To answer your question about whether I could run it on a crop around the region in the image: basically what you already see is that nnUNet with sliding window on those patches in the segmentation map shows that within the input, there is no switching (so that's awesome). The thing we are most interested in is what makes it that nnUNet does not show "doubt" within a single patch? The output in the image is not using any postprocessing. Is it maybe the fact that nnUNet is more or less set to overfit on the data? To exemplify: the purple segmentations on the left do show a bit of "doubt" as it is sometimes mixed with pink, but this really only happens at the border of the tissue, which can for now just be seen as some artifact. In the center of the tissue you would never see this, it would always be this perfect segmentation.
The colours are as follows:
Pink: hyperplasia without atypia Purple: hyperplasia with atypia Red: carcinoma Blue: stroma Green: rest
The pink, purple and red are classes that are on a physiological spectrum of increasing severity.
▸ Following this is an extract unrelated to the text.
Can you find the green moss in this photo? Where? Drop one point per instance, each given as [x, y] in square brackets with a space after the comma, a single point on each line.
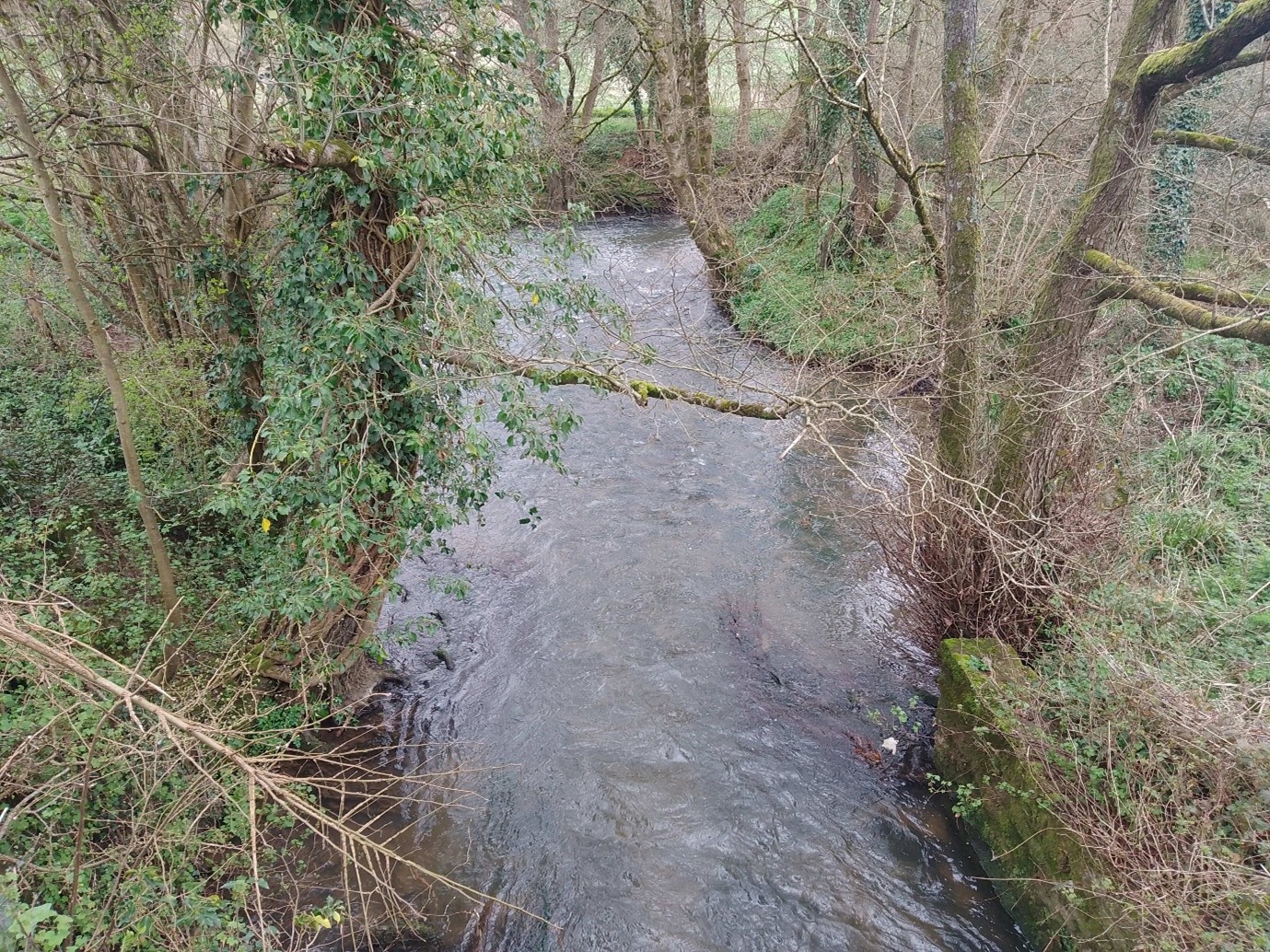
[1053, 888]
The difference pathologically between purple and red is the amount of stroma (ratio). So, in this case, observing by eye, it isn't too strange that it switches classes, but the fact that it does so perfectly still stumbles us.
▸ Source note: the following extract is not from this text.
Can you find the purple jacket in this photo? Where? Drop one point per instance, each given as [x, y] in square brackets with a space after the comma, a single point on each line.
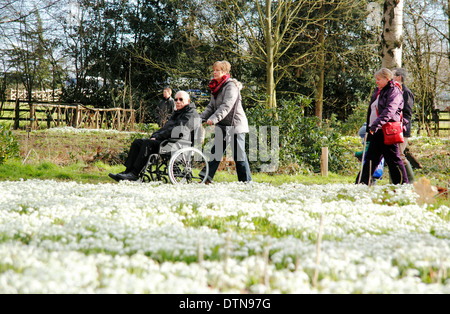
[390, 106]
Thank you for your time and help.
Hey thanks for all the details. What exactly is the problem with converting such a large histopathology image to nifti? It should work, but will of course be slow.
Apart from that it is really hard to say what might be going on. Especially because the classes seem to be on a linear scale of severity with fluid borders in between.
Whan can cause the behavior of entire patches being pink or red could be the use of instance normalization. You could try the nnUNetTrainerV2_BN
and see if that improves things.
Best,
Fabian
Hi,
Nifti only allows for a dimension of 32k by 32k pixels and the images I use often exceed 100k by 100k. Thank you though for the tip about batch normalization, I will try this out and report back once I get the results.
Hi Fabian,
Let me start off by thanking you and your group for this amazing piece of engineering. It is truly mind-blowing to see the perfect segmentations. I have been using it for some time now on a computational pathology (CP) problem, which requires semantic segmentation. This is not the initial use case of nnUNet, but it seemed to work pretty well! However, with CP it is often the case that due to the limited patch size and the high resolution, that more context is required for the network to make a distinction between certain classes. Therefore, I was thinking of adapting nnUNet such that it got extra contextual information. However, 3D cascade sort of has this mechanism of context build into it as well, but is tailored to the 3D space, and I was therefore wondering:
What are your thoughts on using cascade for context aggregation in 2D images?
Have you tried 3D cascade on 2D data, and what are your thoughts on this?
Which steps should I take to make 3D cascade applicable to 2D data?
The alternative for context in nnUNet is to add an encoder branch that takes as input a high spacing (2 mpp, 4mpp, etc.) and merges this as the bottleneck and is guided by a classification loss on slide-level (i.e. diagnosis of the patient). This would also require some adjustments to the framework, like accounting for the added VRAM by the encoder when computing the depth of the network and the patch size.
Thank you again for the framework and all the support thereafter here on github.